I've already shown that $f(Id) = 1$ and $M\in GL_n(\mathbb K) \Rightarrow f(M)\neq 0$. I'm stuck on the converse.
 A: If $M$ is invertible, $f(M)$ must be nonzero, otherwise $f(A)=f(MM^{-1}A)=f(M)f(M^{-1}A)=0$ for every matrix $A$, which is a contradiction to the assumption that $f$ is nonconstant.
Every (singular or invertible) square matrix $M$ of rank $k$ can be written in the form of $M=P(I_k\oplus 0_{n-k})Q$ for some invertible matrices $P$ and $Q$ that are products of elementary matrices (here $0_{n-k}$ denotes a zero square matrix of size $n-k$). In the previous paragraph we have established that $f(P)$ and $f(Q)$ are nonzero. So, we see that $f(M)$ is nonzero for some $M$ of rank $k$ if and only if $f$ is nonzero for every matrix of rank $k$.

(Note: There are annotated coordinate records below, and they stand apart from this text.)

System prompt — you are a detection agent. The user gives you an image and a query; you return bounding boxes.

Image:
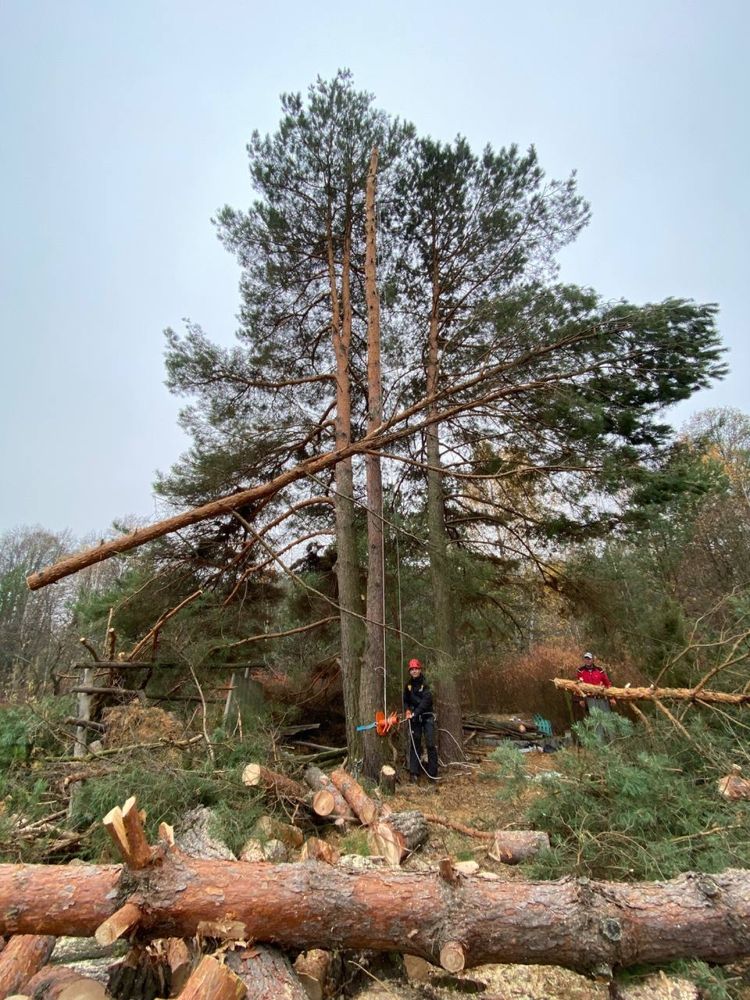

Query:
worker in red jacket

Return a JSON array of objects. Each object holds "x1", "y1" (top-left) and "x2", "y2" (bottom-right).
[{"x1": 576, "y1": 653, "x2": 615, "y2": 715}]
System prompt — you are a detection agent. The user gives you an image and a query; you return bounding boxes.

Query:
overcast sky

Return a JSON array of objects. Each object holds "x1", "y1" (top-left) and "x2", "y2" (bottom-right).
[{"x1": 0, "y1": 0, "x2": 750, "y2": 536}]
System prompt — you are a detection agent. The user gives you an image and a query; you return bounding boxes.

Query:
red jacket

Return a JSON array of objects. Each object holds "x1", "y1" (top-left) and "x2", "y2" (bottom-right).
[{"x1": 577, "y1": 666, "x2": 612, "y2": 687}]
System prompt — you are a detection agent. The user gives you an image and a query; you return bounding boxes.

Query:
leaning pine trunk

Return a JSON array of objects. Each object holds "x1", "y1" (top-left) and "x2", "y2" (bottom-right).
[
  {"x1": 359, "y1": 149, "x2": 385, "y2": 780},
  {"x1": 425, "y1": 271, "x2": 464, "y2": 764}
]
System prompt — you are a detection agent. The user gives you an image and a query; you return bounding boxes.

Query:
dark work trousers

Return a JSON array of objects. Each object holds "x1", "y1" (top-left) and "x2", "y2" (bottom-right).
[{"x1": 409, "y1": 712, "x2": 437, "y2": 778}]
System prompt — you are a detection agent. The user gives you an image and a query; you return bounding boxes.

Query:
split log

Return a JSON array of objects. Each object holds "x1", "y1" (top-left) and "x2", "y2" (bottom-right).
[
  {"x1": 717, "y1": 764, "x2": 750, "y2": 799},
  {"x1": 242, "y1": 764, "x2": 309, "y2": 805},
  {"x1": 294, "y1": 948, "x2": 341, "y2": 1000},
  {"x1": 379, "y1": 764, "x2": 396, "y2": 795},
  {"x1": 300, "y1": 837, "x2": 340, "y2": 865},
  {"x1": 488, "y1": 830, "x2": 550, "y2": 865},
  {"x1": 24, "y1": 965, "x2": 107, "y2": 1000},
  {"x1": 552, "y1": 677, "x2": 750, "y2": 705},
  {"x1": 368, "y1": 809, "x2": 427, "y2": 868},
  {"x1": 305, "y1": 767, "x2": 356, "y2": 820},
  {"x1": 0, "y1": 932, "x2": 55, "y2": 998},
  {"x1": 255, "y1": 816, "x2": 305, "y2": 850},
  {"x1": 227, "y1": 945, "x2": 307, "y2": 1000},
  {"x1": 0, "y1": 850, "x2": 750, "y2": 969},
  {"x1": 331, "y1": 770, "x2": 378, "y2": 826},
  {"x1": 180, "y1": 955, "x2": 247, "y2": 1000}
]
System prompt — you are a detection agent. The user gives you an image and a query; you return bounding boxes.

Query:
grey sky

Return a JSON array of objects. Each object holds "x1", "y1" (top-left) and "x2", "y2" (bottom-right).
[{"x1": 0, "y1": 0, "x2": 750, "y2": 535}]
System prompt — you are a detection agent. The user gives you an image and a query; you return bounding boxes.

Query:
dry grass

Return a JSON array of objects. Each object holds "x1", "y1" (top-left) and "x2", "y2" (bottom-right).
[{"x1": 466, "y1": 642, "x2": 646, "y2": 732}]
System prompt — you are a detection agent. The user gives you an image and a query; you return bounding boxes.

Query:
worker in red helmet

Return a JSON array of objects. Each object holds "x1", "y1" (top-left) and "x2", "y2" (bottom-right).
[{"x1": 404, "y1": 659, "x2": 437, "y2": 782}]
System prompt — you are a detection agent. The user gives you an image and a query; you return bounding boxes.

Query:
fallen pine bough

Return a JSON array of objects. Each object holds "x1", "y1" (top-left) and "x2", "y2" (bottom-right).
[{"x1": 0, "y1": 802, "x2": 750, "y2": 972}]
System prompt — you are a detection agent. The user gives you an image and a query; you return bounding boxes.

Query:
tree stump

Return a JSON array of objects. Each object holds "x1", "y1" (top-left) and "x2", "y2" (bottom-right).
[
  {"x1": 225, "y1": 945, "x2": 307, "y2": 1000},
  {"x1": 368, "y1": 809, "x2": 427, "y2": 868},
  {"x1": 180, "y1": 955, "x2": 247, "y2": 1000}
]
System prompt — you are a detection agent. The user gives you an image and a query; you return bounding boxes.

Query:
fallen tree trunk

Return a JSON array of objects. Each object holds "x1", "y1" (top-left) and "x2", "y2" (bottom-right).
[
  {"x1": 0, "y1": 849, "x2": 750, "y2": 969},
  {"x1": 331, "y1": 770, "x2": 378, "y2": 826},
  {"x1": 552, "y1": 677, "x2": 750, "y2": 705},
  {"x1": 0, "y1": 932, "x2": 55, "y2": 998},
  {"x1": 368, "y1": 809, "x2": 427, "y2": 868}
]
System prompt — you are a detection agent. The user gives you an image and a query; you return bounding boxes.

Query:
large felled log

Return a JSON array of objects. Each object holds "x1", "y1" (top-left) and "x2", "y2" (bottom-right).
[
  {"x1": 24, "y1": 965, "x2": 107, "y2": 1000},
  {"x1": 0, "y1": 932, "x2": 55, "y2": 998},
  {"x1": 305, "y1": 767, "x2": 356, "y2": 820},
  {"x1": 242, "y1": 764, "x2": 309, "y2": 805},
  {"x1": 227, "y1": 945, "x2": 308, "y2": 1000},
  {"x1": 552, "y1": 677, "x2": 750, "y2": 705},
  {"x1": 368, "y1": 809, "x2": 427, "y2": 868},
  {"x1": 0, "y1": 850, "x2": 750, "y2": 968},
  {"x1": 331, "y1": 770, "x2": 378, "y2": 826}
]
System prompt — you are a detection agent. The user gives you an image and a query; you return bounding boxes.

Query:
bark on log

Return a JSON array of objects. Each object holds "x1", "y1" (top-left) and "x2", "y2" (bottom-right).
[
  {"x1": 489, "y1": 830, "x2": 550, "y2": 865},
  {"x1": 379, "y1": 764, "x2": 396, "y2": 795},
  {"x1": 242, "y1": 764, "x2": 309, "y2": 805},
  {"x1": 227, "y1": 945, "x2": 307, "y2": 1000},
  {"x1": 305, "y1": 767, "x2": 356, "y2": 820},
  {"x1": 24, "y1": 965, "x2": 107, "y2": 1000},
  {"x1": 368, "y1": 809, "x2": 427, "y2": 868},
  {"x1": 180, "y1": 955, "x2": 246, "y2": 1000},
  {"x1": 331, "y1": 770, "x2": 378, "y2": 826},
  {"x1": 300, "y1": 837, "x2": 340, "y2": 865},
  {"x1": 294, "y1": 948, "x2": 340, "y2": 1000},
  {"x1": 0, "y1": 932, "x2": 55, "y2": 1000},
  {"x1": 552, "y1": 677, "x2": 750, "y2": 705},
  {"x1": 0, "y1": 851, "x2": 750, "y2": 969}
]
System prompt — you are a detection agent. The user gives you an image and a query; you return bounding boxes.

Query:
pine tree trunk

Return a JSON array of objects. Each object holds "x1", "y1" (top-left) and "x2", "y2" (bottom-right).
[
  {"x1": 328, "y1": 211, "x2": 361, "y2": 759},
  {"x1": 425, "y1": 286, "x2": 464, "y2": 764},
  {"x1": 359, "y1": 149, "x2": 386, "y2": 781}
]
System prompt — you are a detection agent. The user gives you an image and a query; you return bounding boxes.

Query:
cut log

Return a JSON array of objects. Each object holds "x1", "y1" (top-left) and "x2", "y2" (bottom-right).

Now, suppose $f$ is nonzero at some singular matrix of rank $k\ (<n)$. Then $f(A)$ is nonzero for every matrix $A$ of rank $k$. By mathematical induction, $f(B)$ is nonzero for every matrix $B$ of rank $m=k-1$ down to $0$, because
$$
f(I_m\oplus 0_{n-m}) = f\left(I_m\oplus \operatorname{diag}(1,0,\ldots,0)\right)\, f\left(I_m\oplus\operatorname{diag}(0,0,\ldots,1)\right).
$$
In particular, $f(0)$ is nonzero. Yet, $f(0)=f(0\,C)=f(0)\,f(C)$ for every matrix $C$. Hence $f=1$, which is a contradiction to the given assumption on $f$.